Data characterization

Date

Wednesday, January 14, 2026

Notes

In class, we discussed:

  1. The previous meeting’s “in-class” API assignment. As part of this discussion, I presented some “ESS 469/569 best practices” that future submissions must follow:

    • Include a README.md within each project directory. This file should provide a user with background information as well as details about the folder and code structure.
    • Never store data in the repository.
    • Separate code from communication. Think of .md files as presentations.
    • Code must include detailed comments. If desired, use models (e.g., in the form of LLM agents) to write comments and then verify/edit the outputs.
    • Figures must have captions.
    • Always provide some metadata (see below).
  2. The need to include basic metadata about the datasets that you use, such as:

    • Filename(s).
    • Original source & when accessed.
    • Data types.
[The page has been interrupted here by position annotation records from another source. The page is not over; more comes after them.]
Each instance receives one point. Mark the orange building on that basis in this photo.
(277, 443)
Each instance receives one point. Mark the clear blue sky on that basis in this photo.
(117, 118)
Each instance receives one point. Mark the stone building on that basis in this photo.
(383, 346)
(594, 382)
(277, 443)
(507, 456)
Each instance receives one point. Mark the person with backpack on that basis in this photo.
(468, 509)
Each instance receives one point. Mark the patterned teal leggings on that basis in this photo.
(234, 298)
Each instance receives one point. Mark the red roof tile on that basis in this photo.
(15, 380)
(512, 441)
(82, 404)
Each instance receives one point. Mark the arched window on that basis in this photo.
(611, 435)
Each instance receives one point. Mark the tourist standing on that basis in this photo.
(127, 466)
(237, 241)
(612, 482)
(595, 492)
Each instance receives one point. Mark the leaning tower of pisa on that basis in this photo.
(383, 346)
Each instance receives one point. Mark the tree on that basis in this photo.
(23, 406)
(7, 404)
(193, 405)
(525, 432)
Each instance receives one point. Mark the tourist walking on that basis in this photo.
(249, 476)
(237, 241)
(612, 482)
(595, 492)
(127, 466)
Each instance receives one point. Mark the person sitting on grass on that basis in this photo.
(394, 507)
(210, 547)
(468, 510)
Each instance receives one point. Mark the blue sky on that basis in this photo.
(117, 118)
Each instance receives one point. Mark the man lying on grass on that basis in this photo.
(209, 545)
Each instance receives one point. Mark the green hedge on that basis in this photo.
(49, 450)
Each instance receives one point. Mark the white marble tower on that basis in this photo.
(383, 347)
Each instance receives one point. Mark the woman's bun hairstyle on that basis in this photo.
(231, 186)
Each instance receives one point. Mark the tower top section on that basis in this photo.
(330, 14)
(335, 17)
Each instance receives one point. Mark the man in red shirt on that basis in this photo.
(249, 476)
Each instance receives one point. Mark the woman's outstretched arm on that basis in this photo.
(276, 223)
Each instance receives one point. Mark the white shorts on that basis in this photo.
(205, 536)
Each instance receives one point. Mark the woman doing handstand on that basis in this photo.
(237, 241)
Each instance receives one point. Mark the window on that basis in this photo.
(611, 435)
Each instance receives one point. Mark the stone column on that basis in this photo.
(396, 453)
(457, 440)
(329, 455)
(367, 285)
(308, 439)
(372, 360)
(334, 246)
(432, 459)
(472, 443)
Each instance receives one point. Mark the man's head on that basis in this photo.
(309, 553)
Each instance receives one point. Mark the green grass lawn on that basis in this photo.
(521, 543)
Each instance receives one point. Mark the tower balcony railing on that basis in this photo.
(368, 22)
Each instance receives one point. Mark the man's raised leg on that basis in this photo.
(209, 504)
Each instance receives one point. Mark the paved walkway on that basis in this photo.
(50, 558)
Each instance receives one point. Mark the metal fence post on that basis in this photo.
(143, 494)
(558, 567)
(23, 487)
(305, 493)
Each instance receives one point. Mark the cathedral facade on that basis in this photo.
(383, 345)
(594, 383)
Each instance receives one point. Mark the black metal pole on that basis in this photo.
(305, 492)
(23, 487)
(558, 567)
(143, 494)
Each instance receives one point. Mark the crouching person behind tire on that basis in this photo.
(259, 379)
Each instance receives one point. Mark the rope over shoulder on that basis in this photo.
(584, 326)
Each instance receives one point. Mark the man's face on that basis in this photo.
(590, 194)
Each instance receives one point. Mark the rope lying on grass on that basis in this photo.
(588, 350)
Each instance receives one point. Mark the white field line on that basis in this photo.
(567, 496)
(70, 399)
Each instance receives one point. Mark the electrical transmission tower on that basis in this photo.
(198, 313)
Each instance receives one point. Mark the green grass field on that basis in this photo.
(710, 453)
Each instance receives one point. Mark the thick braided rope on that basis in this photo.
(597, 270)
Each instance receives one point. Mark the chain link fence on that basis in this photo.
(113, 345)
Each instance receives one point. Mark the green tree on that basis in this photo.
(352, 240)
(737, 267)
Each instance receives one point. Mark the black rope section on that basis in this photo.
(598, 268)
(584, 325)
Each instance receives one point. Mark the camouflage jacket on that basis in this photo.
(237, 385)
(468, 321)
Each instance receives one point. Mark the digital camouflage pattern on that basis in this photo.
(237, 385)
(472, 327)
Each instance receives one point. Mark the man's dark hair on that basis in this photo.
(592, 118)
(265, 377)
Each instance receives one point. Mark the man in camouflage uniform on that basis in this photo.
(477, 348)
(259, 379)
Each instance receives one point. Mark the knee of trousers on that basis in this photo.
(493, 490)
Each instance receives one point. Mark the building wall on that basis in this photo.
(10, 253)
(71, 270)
Not just raster, time series, etc. but also value type (e.g., integer, float, strings, booleans).
    • Filesizes or checksums.
    • Any attributes that a user should know about (e.g., in the case of georeferenced rasters, you may want to include some details about the file projection).
  3. Basic questions you should answer when first examining a dataset (i.e., characterization):

    • What are the units? Do the values make sense?
    • How complete are the data?
    • Are there data gaps or missing values? What form do those missing values take (e.g., NaN).
    • Are there any duplicated data?
    • Which attributes are important to the question at hand? (This inquiry can be challenging to answer, especially in the context of AI/ML)?
    • How are your data distributed? What are some of their fundamental statistical properties?
  4. The idea that you should develop your own visual language, in part by copying the parts of figures that you especially like.